BERTOLT BRECHT is one of those playwrights about whom there can be no equivocation. In his plays, like it or not, one must take a side, either with the rapacious, self-centered capitalists or the downtrodden but gritty workingmen. Brecht's drama, to borrow Lionel Trilling's phrase, takes place at that "bloody crossroads where art and politics meet."
Caucasian Chalk Circle, currently being produced by the Harvard Law School Drama Society, boldy pits the bourgeois authority--manifested in the persons of the governor of a Caucasian Village and his wife--against the simple stolidity of the proletariat, in the person of Grusha, their servant girl. The backdrop is the bloody imbroglio of civil war. Grusha, simply and sincerely portrayed by Brooke Stark, retrieves the governor's child. Michael, who has been left behind in the frenzied exodus from the Village. She protects the baby throughout the conflict, risking her personal safety as well as her love for the soldier Simon (Tony Poole), enduring persecution for the child's sake: her unselfishness is complete. In contrast. Michael's real mother--played in fine, shrill-voiced style by Bethany Tanner--is a petty and uncaring termagant, mostly interested in how many of her silk gowns she can salvage from the fray.
Brecht, an incredibly ambitious and fecund playwright, borrows Eastern and particularly Indian techniques for Chalk Circle. The inserted songs, somewhat reedily rendered by Stark; the stage-manager as chorus, marvelously narrated by clarion-voiced Andrew Garrett; the use of scene titles--all wed form with geography to good effect. Director Thomas Seoh might have exploited this exotic influence more extravagantly with stilts or wire-hoops. Seoh seemed a bit diffident about taking such directorial prerogatives.
As it is, this production makes little of either costumes or stage, save for one fine touch by lighting designer Marshall Thomsen. He projects a "gobo on the skim" which, in layman's language means inserting a metal cut-out in the theatrical light and shining it on a muslin drape. The effect is a jagged, broken silhouette that mirrors the fragmented hopes of the protagonists.
THE CAST, although generally competent, particularly warms to their roles during the last scene, which-appropriately enough for a law school audience--takes place in a courtroom. From an epic style in the earlier portion of the play. Brecht shifts nimbly to parable. Grusha must contend with the haughty mother over who will gain possession of the child. Azdak, the magistrate-rogue, played with animation by David Miller, gives the "chalk-circle test." Grusha lets go of Michael because she doesn't want to hurt him "I brought him up! Should I tear him apart? I can't do it." In a reversal of the Biblical story of King Solomon, Azdak awards Michael not to his real mother, but to Grusha.
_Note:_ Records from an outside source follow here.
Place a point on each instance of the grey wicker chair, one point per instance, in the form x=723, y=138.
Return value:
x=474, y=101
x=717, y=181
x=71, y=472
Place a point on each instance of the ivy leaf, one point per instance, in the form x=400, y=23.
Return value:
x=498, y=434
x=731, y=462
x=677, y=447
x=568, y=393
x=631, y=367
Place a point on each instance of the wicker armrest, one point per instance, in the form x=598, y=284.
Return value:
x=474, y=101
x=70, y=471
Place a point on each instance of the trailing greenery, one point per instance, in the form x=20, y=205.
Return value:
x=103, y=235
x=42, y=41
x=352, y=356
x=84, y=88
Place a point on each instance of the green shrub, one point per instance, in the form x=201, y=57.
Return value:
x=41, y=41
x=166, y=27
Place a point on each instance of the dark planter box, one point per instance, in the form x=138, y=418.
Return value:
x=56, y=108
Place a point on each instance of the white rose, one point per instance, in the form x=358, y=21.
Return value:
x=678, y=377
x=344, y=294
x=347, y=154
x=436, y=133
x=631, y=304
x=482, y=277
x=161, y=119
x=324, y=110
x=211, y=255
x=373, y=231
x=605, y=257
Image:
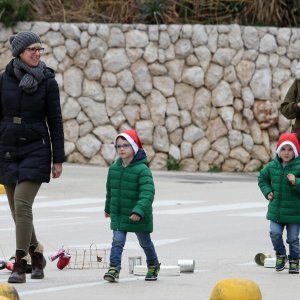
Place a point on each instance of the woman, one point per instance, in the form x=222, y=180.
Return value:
x=31, y=139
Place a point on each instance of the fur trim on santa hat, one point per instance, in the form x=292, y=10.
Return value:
x=288, y=139
x=132, y=138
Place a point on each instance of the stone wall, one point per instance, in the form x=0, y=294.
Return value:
x=206, y=95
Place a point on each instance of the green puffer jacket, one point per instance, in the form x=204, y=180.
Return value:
x=285, y=206
x=289, y=106
x=130, y=190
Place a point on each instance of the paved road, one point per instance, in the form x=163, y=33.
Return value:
x=217, y=219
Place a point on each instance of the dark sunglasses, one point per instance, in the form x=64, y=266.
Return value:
x=34, y=50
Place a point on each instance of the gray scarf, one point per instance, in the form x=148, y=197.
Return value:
x=30, y=77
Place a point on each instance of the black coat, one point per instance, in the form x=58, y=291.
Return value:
x=28, y=149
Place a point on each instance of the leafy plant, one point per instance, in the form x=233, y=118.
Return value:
x=152, y=10
x=13, y=11
x=215, y=169
x=172, y=164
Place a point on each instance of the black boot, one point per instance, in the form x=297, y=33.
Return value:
x=38, y=261
x=18, y=274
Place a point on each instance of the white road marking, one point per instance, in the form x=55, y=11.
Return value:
x=253, y=214
x=71, y=287
x=212, y=208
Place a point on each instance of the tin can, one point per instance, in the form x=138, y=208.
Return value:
x=134, y=261
x=186, y=265
x=260, y=258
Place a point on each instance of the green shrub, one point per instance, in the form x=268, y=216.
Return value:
x=172, y=164
x=13, y=11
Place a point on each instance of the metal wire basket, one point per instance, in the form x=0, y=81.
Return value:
x=87, y=258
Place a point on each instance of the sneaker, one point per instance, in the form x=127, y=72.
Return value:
x=280, y=262
x=294, y=266
x=112, y=275
x=152, y=272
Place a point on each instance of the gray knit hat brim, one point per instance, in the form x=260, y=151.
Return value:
x=22, y=40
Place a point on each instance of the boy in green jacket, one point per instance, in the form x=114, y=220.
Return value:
x=279, y=181
x=129, y=196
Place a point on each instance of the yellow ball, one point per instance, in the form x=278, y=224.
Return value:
x=8, y=292
x=236, y=289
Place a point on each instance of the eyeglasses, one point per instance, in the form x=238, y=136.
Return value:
x=124, y=146
x=34, y=50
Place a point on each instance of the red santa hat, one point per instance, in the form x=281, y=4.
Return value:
x=132, y=138
x=288, y=139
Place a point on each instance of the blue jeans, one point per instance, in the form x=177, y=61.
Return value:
x=119, y=239
x=276, y=230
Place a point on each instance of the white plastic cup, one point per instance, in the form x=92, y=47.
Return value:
x=186, y=265
x=134, y=261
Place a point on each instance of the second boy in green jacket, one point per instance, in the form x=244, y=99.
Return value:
x=129, y=197
x=279, y=181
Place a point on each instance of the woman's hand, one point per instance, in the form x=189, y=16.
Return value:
x=56, y=170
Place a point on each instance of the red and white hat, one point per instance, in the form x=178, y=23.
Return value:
x=133, y=139
x=288, y=139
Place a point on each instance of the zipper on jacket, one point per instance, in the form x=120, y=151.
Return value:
x=120, y=195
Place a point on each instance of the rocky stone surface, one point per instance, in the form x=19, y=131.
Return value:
x=208, y=96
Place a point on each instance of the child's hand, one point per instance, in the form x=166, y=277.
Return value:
x=291, y=178
x=135, y=217
x=270, y=196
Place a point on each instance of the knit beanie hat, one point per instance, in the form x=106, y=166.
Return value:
x=22, y=40
x=132, y=138
x=288, y=139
The law school performance follows Brecht's script faithfully, but does not venture into new or experimental theatrical terrain. The result is a bit spare, even stingy. In a major omission, Seoh leaves out the celebratory dance at the end of the play, perhaps because of the limited size of the auditorium. Such a formalistic rendering of the play shortchanges the audience.
Members of the cast each played at least two and as many as six roles which sometimes worked well, depending upon the actor. Jonathan E. Alsop slid versatilely from the pomposity of the Grand Duke to the kind-heartedness of the peasant Lavrenti. And Stephen Kent neatly changed gears from the obsequious Fat Prince to the macho Corporal to the doddering Old Man. However, Daniel Hershman was dismayingly flat, whether as the governor, monk, or Shauwa.
BRECHT'S Caucasian Chalk Circle is yet another of his sagas of strong proletarian women fighting for a better world, women who retain their belief in goodness despite bourgeois disorder and chaos. One sees echoes of Grusha's stamina in Brecht's Mother Courage and St. Joan. If the world is to be saved in Brecht's eyes, it will be saved by Women--suffering pours iron into their veins. They have been through hell and back, yet they come out smiling.